Perché il mercato dei titoli di Stato dell'Eurozona appare di nuovo in crisi? E L'Irlanda è davvero sull'orlo dell'insolvenza, così come la Grecia qualche mese addietro? Armando Carcaterra fa il punto della situazione..
Redazione Soldionline mercoledì, 24 novembre 2010 - 14:04
Di Armando Carcaterra di AnimaSgr
D1 – Perché il mercato dei titoli di stato dell’Eurozona appare di nuovo in crisi?
Sembra di vivere un amaro dejà-vu: quello della crisi greca di un anno fa. Una crisi che aveva sorpreso i mercati quando, dopo le elezioni, il nuovo governo greco aveva rivelato che i dati del deficit/Pil erano in realtà il doppio di quelli falsamente dichiarati fino a quel momento.
La Grecia non sembrava in quel momento in grado di farcela da sola: troppo difficile per il nuovo governo imporre misure fiscali straordinarie e riforme adeguate. L’Europa dal canto suo era bloccata dai veti tedeschi e dalle clausole del Trattato di Maastricht. Ai mercati sembrò quindi inevitabile che la Grecia dovesse uscire dall’Euro e, con lei, anche altri paesi come il Portogallo, la Spagna e addirittura l’Italia. La moneta unica si deprezzò e l’intero impianto dell’Unione Europea fu scosso per mesi.
La turbolenza si è arrestata solo lo scorso maggio, quando l’Unione ha finalmente messo a punto un piano credibile di aiuti alla Grecia e, nel contempo, ha varato un Fondo (il Fondo Europeo di Stabilizzazione) di 750 miliardi di Euro per aiutare tutti i paesi dell’Unione che in futuro si fossero trovati in difficoltà analoghe.

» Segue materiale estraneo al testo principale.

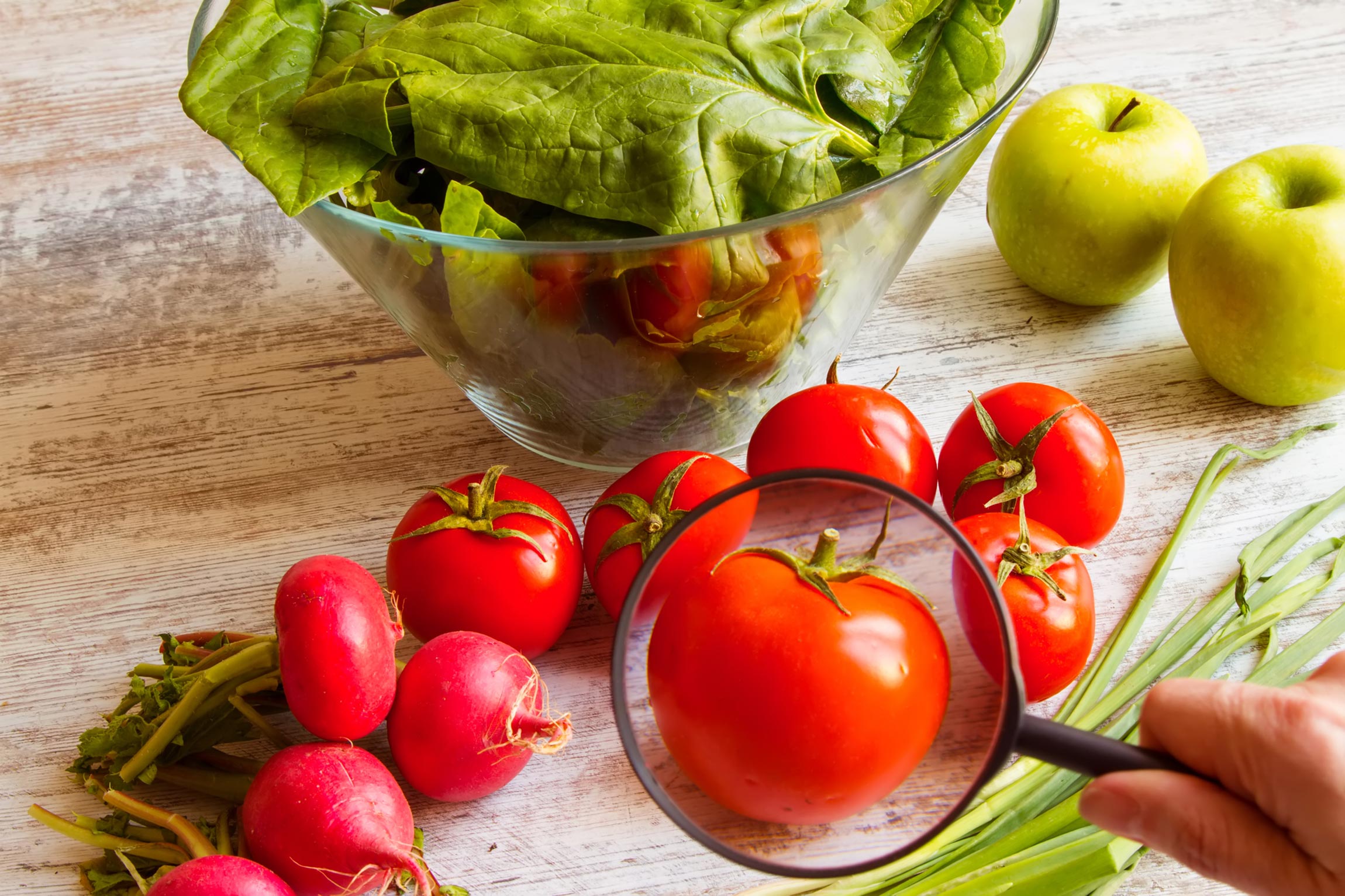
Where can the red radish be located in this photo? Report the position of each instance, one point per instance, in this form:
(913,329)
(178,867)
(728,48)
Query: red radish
(470,714)
(337,648)
(220,876)
(330,820)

È proprio il caso dell’Irlanda. La crisi è stata innescata a fine ottobre dall’improvvida proposta franco-tedesca di rivedere le modalità del Fondo Europeo di Stabilizzazione in cambio dell’accoglimento nei Trattati dell’Unione della possibilità di bail-out oggi vietata (cioè la possibilità di salvataggio dei paesi in difficoltà). La revisione richiesta dai tedeschi prevedeva di accollare parte delle eventuali perdite sui detentori privati di titoli dei paesi insolventi. Questa
clausola è stata interpretata come un tentativo tedesco di reintrodurre l’eventualità che i debiti non siano integralmente rimborsati agli investitori: ovvero reintroduceva la possibilità di default dei paesi periferici. Con questa modifica, nella percezione dei mercati, i progressi compiuti a partire da maggio sono apparsi azzerati.

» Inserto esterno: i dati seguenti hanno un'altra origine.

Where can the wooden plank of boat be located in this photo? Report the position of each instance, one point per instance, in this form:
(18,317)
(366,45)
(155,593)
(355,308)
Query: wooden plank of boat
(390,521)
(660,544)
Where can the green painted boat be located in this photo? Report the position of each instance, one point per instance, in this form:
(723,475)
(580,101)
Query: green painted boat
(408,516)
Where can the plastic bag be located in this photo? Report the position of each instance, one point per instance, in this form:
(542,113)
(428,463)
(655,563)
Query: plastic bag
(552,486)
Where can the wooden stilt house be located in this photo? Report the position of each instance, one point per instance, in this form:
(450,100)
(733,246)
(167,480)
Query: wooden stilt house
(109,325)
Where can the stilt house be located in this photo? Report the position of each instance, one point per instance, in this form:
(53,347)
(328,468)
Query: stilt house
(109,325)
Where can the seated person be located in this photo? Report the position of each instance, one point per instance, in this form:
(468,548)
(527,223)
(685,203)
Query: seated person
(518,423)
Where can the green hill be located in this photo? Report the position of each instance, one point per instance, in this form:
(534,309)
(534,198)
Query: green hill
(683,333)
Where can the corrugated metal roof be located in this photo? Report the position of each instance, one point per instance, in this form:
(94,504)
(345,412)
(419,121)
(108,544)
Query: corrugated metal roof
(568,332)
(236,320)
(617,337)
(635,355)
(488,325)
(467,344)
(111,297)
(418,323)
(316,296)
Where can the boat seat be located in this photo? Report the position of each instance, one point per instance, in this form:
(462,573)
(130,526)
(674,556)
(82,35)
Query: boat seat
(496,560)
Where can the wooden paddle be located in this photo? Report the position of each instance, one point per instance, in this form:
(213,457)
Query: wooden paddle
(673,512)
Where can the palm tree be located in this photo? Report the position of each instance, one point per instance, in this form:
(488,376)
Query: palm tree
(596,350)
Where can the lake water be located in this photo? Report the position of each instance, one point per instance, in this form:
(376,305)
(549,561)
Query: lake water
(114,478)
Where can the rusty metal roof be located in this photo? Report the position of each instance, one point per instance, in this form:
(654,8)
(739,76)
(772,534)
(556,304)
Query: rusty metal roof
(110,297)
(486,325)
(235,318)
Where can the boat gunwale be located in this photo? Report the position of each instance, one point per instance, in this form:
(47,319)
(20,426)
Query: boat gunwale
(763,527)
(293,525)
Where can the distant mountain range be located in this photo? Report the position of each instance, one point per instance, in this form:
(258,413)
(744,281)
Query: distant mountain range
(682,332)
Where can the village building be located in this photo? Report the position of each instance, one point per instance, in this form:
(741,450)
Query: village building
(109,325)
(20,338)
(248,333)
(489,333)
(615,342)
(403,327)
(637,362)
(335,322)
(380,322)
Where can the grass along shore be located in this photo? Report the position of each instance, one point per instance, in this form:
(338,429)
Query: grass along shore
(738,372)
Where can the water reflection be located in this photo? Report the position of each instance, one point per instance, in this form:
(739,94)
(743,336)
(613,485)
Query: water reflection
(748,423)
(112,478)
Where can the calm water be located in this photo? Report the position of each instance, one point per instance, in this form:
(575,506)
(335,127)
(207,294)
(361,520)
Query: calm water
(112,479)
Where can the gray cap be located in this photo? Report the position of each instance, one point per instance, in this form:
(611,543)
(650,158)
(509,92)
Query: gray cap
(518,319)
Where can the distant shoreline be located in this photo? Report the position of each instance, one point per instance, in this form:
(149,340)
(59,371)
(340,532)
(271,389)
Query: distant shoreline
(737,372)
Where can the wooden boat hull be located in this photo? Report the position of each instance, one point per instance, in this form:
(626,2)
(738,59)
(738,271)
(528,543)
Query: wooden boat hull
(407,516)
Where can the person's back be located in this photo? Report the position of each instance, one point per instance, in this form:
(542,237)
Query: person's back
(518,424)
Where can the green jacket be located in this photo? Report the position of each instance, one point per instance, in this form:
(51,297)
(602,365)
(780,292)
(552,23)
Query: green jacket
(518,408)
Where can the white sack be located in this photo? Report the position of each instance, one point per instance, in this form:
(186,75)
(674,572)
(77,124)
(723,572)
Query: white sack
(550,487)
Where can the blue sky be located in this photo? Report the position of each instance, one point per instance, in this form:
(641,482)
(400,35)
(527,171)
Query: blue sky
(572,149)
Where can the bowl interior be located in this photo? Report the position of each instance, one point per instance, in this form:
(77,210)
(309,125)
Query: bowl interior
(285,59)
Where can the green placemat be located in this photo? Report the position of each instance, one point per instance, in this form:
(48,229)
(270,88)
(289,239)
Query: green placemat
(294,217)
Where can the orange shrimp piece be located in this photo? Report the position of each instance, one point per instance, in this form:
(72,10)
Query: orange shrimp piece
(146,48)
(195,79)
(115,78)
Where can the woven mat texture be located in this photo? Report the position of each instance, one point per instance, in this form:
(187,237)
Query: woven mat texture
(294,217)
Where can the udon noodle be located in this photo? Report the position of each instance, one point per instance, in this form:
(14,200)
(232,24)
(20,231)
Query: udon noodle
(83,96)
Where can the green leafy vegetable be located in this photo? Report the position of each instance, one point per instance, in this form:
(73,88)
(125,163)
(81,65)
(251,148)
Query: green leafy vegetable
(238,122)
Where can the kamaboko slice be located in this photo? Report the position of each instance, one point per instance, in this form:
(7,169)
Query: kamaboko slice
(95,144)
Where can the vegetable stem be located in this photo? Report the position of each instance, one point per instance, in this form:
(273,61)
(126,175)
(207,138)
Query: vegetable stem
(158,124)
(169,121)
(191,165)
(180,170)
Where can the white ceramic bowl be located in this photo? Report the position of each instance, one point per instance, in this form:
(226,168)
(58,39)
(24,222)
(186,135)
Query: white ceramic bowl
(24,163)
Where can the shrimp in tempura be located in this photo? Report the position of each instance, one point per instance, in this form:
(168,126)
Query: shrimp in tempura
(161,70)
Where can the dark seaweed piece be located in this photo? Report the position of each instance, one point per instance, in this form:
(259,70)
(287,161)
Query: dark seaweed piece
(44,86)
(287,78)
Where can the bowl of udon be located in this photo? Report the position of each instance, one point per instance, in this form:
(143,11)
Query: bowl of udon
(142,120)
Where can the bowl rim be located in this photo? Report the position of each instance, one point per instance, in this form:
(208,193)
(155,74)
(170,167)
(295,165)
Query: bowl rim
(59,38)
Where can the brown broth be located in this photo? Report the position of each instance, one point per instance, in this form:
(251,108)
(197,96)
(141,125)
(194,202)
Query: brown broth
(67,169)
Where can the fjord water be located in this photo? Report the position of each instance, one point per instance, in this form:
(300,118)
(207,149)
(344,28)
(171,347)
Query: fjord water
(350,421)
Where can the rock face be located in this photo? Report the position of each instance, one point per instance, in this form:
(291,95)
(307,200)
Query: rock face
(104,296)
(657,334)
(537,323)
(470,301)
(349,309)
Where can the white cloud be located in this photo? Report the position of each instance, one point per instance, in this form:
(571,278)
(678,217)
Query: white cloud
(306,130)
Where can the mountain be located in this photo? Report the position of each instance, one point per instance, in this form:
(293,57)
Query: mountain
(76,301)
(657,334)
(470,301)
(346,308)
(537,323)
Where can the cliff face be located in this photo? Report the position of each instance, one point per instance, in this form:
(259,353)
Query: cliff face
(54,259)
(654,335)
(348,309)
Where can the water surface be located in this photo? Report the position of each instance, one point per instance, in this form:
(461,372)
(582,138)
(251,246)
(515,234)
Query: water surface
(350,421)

Non sorprende quindi che, nel giro di due sole settimane i tassi sui titoli di stato decennali irlandesi siano schizzati oltre il 9%, 6 punti percentuali oltre quelli tedeschi; e che, contemporaneamente, anche gli spread di Grecia (890 punti base), Portogallo (430 p.b.), Spagna (220 p.b.) e Italia (175 p.b.) si siano aperti pericolosamente. E non sorprende che l’euro si sia rapidamente indebolito.
D2 - L’Irlanda è davvero sull’orlo dell’insolvenza?

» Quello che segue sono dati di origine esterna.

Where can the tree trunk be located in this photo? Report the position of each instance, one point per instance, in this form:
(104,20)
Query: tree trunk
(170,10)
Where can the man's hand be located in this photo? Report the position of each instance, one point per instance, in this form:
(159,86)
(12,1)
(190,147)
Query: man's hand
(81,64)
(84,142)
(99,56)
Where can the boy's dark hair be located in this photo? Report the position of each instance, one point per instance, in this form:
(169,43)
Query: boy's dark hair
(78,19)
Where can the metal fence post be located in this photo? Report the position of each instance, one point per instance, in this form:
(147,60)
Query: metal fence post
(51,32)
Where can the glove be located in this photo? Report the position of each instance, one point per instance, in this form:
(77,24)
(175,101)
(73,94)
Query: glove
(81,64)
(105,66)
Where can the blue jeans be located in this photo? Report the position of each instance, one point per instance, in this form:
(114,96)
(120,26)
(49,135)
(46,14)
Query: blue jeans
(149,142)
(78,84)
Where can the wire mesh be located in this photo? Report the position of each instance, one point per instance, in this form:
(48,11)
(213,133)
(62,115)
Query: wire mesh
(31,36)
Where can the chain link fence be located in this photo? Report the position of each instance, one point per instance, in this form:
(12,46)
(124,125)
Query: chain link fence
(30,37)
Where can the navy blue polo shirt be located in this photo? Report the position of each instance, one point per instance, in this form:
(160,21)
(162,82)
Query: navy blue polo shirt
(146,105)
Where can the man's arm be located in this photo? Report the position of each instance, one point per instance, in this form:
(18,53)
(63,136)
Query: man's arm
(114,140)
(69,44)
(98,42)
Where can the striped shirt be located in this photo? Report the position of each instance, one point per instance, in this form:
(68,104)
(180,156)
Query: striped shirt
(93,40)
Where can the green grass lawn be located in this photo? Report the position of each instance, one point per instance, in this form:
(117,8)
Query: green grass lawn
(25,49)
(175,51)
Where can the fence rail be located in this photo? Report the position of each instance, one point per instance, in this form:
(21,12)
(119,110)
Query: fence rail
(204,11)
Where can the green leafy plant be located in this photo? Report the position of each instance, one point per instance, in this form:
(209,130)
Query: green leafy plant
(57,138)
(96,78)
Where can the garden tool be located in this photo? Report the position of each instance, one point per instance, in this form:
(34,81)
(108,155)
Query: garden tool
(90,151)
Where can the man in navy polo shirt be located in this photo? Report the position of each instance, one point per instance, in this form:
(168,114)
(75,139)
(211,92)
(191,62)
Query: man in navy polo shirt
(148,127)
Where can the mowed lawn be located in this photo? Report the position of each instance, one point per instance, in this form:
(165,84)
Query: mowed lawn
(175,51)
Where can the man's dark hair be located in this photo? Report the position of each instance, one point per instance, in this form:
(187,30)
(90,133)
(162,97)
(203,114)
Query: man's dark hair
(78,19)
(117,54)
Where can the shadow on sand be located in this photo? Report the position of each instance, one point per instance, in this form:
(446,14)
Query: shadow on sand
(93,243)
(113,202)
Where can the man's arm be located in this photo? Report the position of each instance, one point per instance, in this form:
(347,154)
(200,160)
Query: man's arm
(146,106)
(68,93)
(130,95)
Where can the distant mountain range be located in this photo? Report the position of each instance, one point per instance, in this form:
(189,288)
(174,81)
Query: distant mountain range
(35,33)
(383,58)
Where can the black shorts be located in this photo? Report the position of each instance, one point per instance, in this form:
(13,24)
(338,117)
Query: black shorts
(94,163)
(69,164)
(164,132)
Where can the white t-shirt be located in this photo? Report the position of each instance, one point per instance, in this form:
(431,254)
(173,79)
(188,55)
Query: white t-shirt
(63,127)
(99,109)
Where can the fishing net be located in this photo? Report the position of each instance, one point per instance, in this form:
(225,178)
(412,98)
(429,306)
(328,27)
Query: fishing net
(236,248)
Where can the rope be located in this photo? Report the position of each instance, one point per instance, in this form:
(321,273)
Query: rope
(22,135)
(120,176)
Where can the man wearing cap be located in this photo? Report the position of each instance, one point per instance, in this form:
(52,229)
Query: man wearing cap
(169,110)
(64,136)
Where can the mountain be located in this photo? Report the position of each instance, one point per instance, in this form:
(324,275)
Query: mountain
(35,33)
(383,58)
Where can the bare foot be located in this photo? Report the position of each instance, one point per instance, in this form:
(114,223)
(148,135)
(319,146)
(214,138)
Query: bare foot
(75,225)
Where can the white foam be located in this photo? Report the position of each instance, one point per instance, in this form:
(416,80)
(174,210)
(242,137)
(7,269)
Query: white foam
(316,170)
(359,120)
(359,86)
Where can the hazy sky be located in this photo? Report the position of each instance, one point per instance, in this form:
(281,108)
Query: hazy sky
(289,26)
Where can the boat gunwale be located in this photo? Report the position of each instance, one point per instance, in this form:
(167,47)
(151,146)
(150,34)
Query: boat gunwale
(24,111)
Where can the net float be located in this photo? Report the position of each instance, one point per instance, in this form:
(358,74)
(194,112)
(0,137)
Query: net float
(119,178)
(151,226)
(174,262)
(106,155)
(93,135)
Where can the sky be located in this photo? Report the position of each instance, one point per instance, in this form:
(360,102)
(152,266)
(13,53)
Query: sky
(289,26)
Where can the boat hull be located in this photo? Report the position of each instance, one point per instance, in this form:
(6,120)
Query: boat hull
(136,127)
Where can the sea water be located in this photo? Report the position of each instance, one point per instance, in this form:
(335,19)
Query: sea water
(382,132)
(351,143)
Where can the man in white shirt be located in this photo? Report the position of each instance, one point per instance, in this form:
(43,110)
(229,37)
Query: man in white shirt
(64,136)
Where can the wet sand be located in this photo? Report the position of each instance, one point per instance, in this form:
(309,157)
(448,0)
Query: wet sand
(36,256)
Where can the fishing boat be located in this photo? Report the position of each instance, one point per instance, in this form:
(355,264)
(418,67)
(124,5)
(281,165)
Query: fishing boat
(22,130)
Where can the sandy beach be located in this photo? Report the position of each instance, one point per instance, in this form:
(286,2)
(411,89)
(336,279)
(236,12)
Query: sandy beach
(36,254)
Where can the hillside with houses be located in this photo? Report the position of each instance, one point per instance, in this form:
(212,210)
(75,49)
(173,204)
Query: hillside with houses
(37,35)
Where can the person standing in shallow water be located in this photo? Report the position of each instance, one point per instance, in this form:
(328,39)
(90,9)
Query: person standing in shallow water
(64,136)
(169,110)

Diciamo subito che l’Irlanda non è la Grecia. I problemi greci nascono da decenni di sperperi e corruzione, quelli irlandesi dagli interventi che il Governo dell’isola ha dovuto porre in atto per salvare le proprie banche durante la crisi del 2008. Il problema dell’Irlanda è quello di risanare il proprio sistema bancario, non riformare alla radice il proprio sistema. L’Irlanda è entrata nella crisi finanziaria con le finanze pubbliche in equilibrio e, prima in Europa, ha varato misure di austerità severissime. Al contrario della Grecia, l’Irlanda ha già anche del tutto liberalizzato il proprio mercato interno e reso efficiente il proprio sistema amministrativo. Non a caso l’Irlanda stessa non sta richiedendo alcun aiuto. Ha risorse sufficienti da potersi permettere di non emettere nuovi titoli pubblici fino almeno a metà dell’anno prossimo (e forse anche oltre) ed è per ora immunizzata dall’effetto destabilizzante dei tassi di interesse troppo alti. L’Irlanda ha cioè tempo di aspettare tempi migliori per rifinanziarsi. A differenza di Grecia e Portogallo, che rimangono il vero problema finanziario dell’Europa, l’Irlanda ha solo bisogno di essere aiutata a gestire nel tempo i piani di risanamento delle sue banche, ferite dallo scoppio della bolla immobiliare.
I Governi europei si sono già resi conto del grave errore compiuto e stanno correndo ai ripari, modificando le proposte originarie tedesche. Quello che più preoccupa è la reiterata incapacità dei Governi europei (e di quello tedesco in particolare) di mostrarsi all’altezza delle difficoltà finanziarie che ancora assediano l’Europa e la sua unità.